I use the Dri Dek tiles, they do the job.


----------



## topnative2 (Feb 22, 2009)

dri-dek......best price from the manufacturer 

Use it on the entire deck and helps in sound deadening


----------



## Tautog166 (Jul 7, 2018)

topnative2 said:


> Use it on the entire deck and helps in sound deadening


Do you have any pictures? Is it a pita when your cleaning or easy to take out and clean?
Did you use individual squares or the long roll?


----------



## topnative2 (Feb 22, 2009)

Tautog166 said:


> Do you have any pictures?

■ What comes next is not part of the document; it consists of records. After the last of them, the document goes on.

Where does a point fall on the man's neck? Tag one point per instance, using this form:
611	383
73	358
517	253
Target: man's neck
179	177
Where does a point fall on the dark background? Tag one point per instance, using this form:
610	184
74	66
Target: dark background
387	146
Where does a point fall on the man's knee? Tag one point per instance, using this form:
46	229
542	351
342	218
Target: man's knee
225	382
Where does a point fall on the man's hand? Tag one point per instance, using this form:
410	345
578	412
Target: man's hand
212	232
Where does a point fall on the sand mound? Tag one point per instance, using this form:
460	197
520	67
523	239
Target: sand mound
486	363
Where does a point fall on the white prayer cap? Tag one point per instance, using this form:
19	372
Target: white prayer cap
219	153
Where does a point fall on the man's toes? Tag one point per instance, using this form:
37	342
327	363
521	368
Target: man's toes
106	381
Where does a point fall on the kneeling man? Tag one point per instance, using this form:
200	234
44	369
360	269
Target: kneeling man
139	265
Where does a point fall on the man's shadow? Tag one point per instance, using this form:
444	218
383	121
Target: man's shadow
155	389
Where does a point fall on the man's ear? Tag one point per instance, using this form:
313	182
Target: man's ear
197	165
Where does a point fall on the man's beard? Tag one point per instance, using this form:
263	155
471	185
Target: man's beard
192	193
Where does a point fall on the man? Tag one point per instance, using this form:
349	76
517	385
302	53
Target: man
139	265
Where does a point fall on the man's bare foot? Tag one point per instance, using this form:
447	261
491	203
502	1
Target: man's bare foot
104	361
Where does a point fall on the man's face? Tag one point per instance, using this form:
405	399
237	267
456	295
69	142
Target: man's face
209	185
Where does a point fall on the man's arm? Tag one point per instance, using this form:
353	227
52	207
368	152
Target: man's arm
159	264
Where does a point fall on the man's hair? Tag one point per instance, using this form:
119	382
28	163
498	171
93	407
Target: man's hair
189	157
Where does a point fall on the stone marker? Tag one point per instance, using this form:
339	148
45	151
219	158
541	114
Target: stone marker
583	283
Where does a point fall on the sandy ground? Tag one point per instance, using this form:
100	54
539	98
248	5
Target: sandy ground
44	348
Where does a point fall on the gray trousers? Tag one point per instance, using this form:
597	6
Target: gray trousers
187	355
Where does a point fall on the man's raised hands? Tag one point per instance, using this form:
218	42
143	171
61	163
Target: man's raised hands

Is it a pita when your cleaning or easy to take out and clean?
> Did you use individual squares or the long roll?


OK....My procedure is to wash the boat down w/ a brush including the dridek and ,if real dirty, I pick up a corner and spray underneath pushing the stuff towards the drains....no big deal....Once in awhile, I take out the whole deal and give her a good one.
I bought the 12x12"s squares and cut them to shape when needed...they are interlocking so u just peel off a section to clean in a size u can handle.The rolls will be heavy and a pain.
I have had it in 3 boats and never regretted it.There is a competitor out there but their stuff is thinner but a little cheaper,stay w/ the dridek.

You stay above the sand/dirt/wet and keeps the feet cool and it is anti-skid

only pic I have


----------



## MariettaMike (Jun 14, 2012)

These cheap ones fit perfect in my stern lockers without cutting.

https://www.homedepot.com/p/TrafficMASTER-Rib-It-Charcoal-18-in-x-27-in-Door-Mat-904/202616518

I also use the astroturf type for setting my anchor on inside the bow compartment, and while its drying on the cockpit floor.

https://www.homedepot.com/p/Clean-M...upe-18-in-x-30-in-Door-Mat-10371857/204839267

Those rubber snap together squares sold at West Marine are crazy heavy, and don't capture any moisture.


----------



## Chasntuna (Mar 21, 2016)

Folded beach towel. I can pull it out if anyone on board needs a towel.


----------



## Capnredfish (Feb 1, 2012)

Fatigue mat from HD or Lowe’s. Sold by the foot. Cut to fit. Or SeaDek stuck to ABS plastic cut to fit.


----------



## Charles Hadley (Jan 20, 2019)

My wife's yoga mats work great!


----------



## jay.bush1434 (Dec 27, 2014)

Dri-dek is easy and pretty cheap. I've used the commercial restaurant floor mats before and its ok. New boat will have SeaDek in the hatches


----------



## iMacattack (Dec 11, 2006)

You want something that won’t hold water. Otherwise you’ll get mold.


----------



## Kirc (Jan 18, 2020)

dry dek,......


----------



## Bonesonthebrain (Jan 2, 2020)

Versa-Mat, a little more pliable than Dri-Dek and less expensive.


----------



## PropGunOne (May 27, 2018)

Another dri-dek vote. Surprisingly supportive for as easy as it is to cut and place, and you can always remove it. Think I paid $4.90 or so per square foot.


----------